L’ipotesi Gaia sostiene che la biosfera regoli il clima agendo da termostato. Quando la Terra si scalda, la biosfera risponde producendo un effetto di raffreddamento: gli organismi assorbono maggiori quantità di gas serra dall’atmosfera e rilasciano nell’aria delle polveri fini denominate «aerosol», le quali favoriscono la formazione di nuvole che riflettono le radiazioni solari. Quando invece la Terra si raffredda, la biosfera controbilancia la variazione aumentando i gas serra e riducendo l’aerosol presente nell’atmosfera; in questa maniera può stabilizzare la temperatura mediante un sistema a retroazione negativa, contrastando l’effetto riscaldante dovuto all’aumento delle radiazioni solari, un processo che è esterno alle dinamiche della Terra. La retroazione negativa può essere applicata anche per bilanciare le variazioni di temperatura causate da processi interni, come per esempio l’emissione di gas serra e aerosol da parte dei vulcani.

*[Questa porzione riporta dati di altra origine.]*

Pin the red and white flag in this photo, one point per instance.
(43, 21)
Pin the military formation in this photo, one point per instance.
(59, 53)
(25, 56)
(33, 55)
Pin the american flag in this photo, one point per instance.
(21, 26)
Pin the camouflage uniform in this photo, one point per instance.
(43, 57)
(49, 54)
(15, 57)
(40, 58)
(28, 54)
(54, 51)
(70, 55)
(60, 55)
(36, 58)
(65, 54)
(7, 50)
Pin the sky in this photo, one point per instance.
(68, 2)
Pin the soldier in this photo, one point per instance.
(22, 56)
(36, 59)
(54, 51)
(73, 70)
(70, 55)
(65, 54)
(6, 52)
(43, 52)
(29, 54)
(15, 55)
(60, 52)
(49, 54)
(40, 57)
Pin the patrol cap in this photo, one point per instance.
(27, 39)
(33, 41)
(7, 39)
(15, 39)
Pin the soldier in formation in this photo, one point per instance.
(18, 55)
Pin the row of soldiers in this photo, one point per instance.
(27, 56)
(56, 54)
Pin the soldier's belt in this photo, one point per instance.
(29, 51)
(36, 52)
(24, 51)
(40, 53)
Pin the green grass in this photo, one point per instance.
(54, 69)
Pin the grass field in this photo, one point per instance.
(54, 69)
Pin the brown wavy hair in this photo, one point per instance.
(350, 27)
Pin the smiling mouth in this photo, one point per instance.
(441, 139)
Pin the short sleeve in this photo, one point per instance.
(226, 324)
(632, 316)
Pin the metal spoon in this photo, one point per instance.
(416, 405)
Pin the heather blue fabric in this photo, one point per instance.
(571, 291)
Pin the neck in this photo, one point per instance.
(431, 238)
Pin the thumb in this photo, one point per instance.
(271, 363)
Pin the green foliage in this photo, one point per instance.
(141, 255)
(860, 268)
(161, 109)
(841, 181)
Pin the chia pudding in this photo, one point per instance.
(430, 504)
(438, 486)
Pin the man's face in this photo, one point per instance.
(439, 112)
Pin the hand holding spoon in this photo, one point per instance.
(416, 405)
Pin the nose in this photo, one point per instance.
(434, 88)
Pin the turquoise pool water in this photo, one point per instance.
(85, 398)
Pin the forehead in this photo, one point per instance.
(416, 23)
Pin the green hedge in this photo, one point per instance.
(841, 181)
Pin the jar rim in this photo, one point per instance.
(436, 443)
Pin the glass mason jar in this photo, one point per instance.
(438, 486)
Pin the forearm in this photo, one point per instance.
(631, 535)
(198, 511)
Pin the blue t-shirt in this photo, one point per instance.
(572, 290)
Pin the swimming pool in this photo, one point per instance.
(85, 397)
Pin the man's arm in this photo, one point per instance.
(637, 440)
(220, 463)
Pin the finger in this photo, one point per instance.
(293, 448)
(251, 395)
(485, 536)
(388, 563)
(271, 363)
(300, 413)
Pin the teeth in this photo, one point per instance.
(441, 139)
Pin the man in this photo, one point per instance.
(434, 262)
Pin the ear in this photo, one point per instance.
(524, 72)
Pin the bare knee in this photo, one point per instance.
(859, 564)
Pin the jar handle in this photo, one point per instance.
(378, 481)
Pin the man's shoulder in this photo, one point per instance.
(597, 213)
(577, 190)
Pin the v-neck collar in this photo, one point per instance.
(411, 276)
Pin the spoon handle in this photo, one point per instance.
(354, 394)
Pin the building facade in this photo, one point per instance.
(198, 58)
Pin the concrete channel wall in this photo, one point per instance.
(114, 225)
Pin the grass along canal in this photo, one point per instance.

La Terra presenta al contempo anche numerosi sistemi a retroazione positiva come quelli controllati dalla criosfera, la superficie terrestre coperta dai ghiacci, e messi in atto nel momento in cui il Sole fonde il ghiaccio dell’Artico. L’acqua marina esposta al Sole assorbe in modo eccellente le radiazioni solari, mentre il ghiaccio che galleggia sul mare principalmente le riflette nello spazio. Quando il sole fonde la calotta glaciale artica, una maggiore quantità di acqua di mare viene esposta alle radiazioni determinando un maggiore assorbimento di calore; di conseguenza, si fonderà più ghiaccio, che a sua volta incrementerà il surriscaldamento. In questo modo, la fusione del ghiaccio marino rappresenta un ciclo di feedback positivi, in cui il riscaldamento porta a un riscaldamento ancora maggiore, accelerando la fusione del ghiaccio artico da parte del Sole. Prima o poi, questo sistema di retroazioni positive potrebbe raggiungere un punto critico oltre il quale la fusione continuerà fino a quando la calotta glaciale artica si sarà completamente liquefatta.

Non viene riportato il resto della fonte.